Ahora bien, si ya de por sí es difícil llegar al punto de reconocer que la política es, de suyo, ética, más complicado parece en nuestros días llegar a un acuerdo sobre cuál de las muchas posturas éticas corresponde mejor a la política. El tema se torna bastante espinoso y, evidentemente, polémico. Sin embargo no por ello puede dispensarse. Está en juego no un debate de salón, sino el destino –incluso bastante inmediato- de nuestra Latinoamérica.

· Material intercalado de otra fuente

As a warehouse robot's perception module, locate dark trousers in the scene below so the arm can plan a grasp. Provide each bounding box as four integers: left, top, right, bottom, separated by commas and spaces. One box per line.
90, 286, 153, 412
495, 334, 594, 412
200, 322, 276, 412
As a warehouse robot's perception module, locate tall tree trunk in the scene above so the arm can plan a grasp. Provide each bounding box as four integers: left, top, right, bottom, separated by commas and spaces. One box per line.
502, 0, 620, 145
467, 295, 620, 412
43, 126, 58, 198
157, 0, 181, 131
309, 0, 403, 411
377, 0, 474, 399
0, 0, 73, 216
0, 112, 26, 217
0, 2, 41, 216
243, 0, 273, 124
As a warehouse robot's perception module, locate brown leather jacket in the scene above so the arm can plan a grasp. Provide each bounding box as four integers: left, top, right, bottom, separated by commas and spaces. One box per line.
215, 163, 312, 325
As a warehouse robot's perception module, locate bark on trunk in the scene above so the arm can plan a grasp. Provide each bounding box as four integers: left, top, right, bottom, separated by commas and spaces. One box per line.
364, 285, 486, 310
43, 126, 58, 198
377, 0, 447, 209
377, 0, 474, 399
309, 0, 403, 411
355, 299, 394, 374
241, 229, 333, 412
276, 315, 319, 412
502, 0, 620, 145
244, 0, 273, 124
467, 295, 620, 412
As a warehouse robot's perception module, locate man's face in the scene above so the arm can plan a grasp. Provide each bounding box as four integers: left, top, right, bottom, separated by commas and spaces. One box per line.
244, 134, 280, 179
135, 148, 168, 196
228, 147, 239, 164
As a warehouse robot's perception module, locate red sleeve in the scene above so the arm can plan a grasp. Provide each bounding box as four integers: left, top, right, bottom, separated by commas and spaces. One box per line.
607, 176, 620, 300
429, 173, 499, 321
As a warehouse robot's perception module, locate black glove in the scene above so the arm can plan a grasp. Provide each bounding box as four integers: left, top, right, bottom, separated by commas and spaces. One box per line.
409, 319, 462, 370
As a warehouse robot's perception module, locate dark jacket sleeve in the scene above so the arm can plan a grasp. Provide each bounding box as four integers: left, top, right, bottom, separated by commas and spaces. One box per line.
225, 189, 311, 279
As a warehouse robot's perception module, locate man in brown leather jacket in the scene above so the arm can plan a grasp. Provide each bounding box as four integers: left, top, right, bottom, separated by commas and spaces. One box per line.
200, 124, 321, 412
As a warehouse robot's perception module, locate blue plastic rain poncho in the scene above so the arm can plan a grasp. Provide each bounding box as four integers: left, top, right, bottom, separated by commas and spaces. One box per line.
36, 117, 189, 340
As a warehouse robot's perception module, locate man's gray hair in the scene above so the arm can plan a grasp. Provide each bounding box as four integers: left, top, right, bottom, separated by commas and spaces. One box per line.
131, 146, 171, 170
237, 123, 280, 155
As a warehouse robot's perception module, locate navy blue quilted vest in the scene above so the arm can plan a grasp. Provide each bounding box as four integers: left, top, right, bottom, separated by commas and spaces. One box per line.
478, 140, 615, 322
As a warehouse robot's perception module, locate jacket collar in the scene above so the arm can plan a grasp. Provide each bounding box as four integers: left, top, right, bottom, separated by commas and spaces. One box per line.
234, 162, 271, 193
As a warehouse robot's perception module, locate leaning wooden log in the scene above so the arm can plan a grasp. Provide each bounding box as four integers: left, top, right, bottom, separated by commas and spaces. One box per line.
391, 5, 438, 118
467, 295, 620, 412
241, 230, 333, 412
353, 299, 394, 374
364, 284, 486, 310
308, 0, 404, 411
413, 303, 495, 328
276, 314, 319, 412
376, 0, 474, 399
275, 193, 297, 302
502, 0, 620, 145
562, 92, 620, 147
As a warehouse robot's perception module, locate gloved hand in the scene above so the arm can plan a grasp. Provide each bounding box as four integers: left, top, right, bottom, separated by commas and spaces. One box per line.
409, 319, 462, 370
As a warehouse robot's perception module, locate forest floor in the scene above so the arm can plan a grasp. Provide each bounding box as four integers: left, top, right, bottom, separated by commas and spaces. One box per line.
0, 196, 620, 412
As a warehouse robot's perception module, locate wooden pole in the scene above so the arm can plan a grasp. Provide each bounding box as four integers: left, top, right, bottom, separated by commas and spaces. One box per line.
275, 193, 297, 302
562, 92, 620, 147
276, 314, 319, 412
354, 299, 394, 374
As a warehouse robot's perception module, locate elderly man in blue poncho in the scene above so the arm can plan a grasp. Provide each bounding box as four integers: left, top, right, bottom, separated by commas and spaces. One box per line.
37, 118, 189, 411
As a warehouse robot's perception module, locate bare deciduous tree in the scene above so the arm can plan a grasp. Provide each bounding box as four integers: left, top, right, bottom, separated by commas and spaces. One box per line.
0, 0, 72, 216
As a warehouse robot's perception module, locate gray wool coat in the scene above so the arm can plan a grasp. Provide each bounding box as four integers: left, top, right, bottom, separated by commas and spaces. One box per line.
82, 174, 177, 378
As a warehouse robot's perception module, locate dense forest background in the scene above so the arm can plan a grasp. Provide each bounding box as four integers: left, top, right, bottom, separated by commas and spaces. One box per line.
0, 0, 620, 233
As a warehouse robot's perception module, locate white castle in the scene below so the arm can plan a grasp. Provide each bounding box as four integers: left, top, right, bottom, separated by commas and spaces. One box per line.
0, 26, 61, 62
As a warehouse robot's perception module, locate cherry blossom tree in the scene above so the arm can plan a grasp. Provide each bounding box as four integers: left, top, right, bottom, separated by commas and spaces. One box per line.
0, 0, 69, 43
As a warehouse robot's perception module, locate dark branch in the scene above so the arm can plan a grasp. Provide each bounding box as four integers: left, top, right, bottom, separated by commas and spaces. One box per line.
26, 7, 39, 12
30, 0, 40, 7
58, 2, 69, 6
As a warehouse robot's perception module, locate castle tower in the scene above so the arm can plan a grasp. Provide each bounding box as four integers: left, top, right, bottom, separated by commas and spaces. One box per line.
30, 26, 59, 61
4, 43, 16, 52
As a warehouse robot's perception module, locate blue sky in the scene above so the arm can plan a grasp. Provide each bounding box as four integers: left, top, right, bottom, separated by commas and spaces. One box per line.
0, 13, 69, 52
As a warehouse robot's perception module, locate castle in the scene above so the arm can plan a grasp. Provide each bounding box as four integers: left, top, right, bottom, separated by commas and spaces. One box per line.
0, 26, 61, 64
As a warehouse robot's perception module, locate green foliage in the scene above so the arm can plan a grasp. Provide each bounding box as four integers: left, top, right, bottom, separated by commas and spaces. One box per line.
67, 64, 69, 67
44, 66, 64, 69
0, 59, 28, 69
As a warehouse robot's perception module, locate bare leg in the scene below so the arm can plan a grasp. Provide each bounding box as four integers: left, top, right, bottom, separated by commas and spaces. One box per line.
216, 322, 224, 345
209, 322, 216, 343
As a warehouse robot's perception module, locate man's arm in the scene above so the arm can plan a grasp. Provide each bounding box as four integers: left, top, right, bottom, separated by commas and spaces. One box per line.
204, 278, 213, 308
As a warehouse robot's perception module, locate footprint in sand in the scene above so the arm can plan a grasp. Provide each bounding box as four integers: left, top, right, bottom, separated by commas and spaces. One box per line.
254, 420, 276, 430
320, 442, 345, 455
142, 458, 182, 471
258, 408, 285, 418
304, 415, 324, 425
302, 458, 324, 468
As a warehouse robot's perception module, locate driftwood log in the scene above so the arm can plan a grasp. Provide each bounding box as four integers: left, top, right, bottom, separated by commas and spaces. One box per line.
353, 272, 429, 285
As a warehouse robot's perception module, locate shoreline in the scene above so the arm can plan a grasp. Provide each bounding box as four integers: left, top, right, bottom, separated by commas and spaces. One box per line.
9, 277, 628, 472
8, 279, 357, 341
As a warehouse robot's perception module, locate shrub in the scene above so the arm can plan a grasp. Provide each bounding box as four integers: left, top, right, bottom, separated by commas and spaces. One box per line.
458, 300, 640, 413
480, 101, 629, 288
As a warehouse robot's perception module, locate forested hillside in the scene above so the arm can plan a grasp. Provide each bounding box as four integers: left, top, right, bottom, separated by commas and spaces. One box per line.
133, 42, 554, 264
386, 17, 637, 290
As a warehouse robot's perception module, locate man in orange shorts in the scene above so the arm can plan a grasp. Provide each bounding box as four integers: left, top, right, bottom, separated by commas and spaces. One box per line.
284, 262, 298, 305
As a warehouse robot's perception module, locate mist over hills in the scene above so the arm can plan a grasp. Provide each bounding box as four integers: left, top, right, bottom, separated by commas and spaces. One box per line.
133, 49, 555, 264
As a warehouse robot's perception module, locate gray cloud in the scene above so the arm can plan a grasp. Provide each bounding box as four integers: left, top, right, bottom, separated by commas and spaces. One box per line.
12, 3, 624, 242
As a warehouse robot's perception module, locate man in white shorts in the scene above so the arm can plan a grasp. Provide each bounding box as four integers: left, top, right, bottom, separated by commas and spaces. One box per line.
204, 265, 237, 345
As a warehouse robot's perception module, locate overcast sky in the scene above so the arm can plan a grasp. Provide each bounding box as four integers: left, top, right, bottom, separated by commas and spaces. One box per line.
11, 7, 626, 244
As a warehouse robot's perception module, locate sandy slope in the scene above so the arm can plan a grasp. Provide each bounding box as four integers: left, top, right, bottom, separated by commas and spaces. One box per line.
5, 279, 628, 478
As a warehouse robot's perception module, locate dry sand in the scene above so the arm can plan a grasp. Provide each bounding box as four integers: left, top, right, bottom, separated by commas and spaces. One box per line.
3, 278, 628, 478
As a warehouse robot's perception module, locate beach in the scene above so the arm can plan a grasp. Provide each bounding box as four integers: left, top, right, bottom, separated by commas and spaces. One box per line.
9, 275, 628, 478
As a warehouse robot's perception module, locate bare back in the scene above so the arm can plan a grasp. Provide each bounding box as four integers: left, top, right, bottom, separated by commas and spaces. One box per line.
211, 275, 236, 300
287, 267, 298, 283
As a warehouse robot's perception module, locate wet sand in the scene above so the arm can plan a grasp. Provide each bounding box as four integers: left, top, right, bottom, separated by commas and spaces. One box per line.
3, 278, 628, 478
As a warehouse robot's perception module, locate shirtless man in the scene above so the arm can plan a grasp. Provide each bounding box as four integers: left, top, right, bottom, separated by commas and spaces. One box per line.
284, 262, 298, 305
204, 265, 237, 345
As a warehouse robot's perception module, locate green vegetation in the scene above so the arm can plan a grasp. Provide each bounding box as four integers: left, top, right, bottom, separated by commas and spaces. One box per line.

Reconocer la diversidad y fomentar la libertad cultural se ha vuelto, en palabras del Dr. Mallo el día de ayer, “un imperativo ético”. En este marco se sitúa la propuesta, nos decía él mismo, de la Alianza de civilizaciones que el nuevo gobierno español[16] ha presentado ante la comunidad internacional. Sólo así puede fundarse la paz. Este planteamiento, valioso en sí, necesita, sin embargo, un presupuesto anterior a fin de lograr su cometido. Para que exista diálogo, como anota Mauricio Beuchot[17], hace falta el respeto de la diferencia en el otro; el reconocimiento, esto es, de que es otro, de que es un “no-yo”. No obstante, al mismo tiempo se precisa, en esta dinámica de comunicación, de un elemento de semejanza, de un campo común, que el filósofo de la Universidad Nacional Autónoma de México denomina terreno analógico. El diálogo implica respeto y diferencia de interlocutores, pero supone antes un lenguaje común. Así pues, para el logro de la paz hace falta precisamente un planteamiento a nivel sapiencial, un lenguaje común, un “puente” como diría el Presidente Betancour. Una postura netamente equivocista –que exalta la diferencia y nada más- conduce a solipcismos y paradójicamente desemboca, al final, en la univocidad (si todos son diferentes, todos se agrupan bajo el común denominador de ser diferentes y, a la postre, todos resultan iguales).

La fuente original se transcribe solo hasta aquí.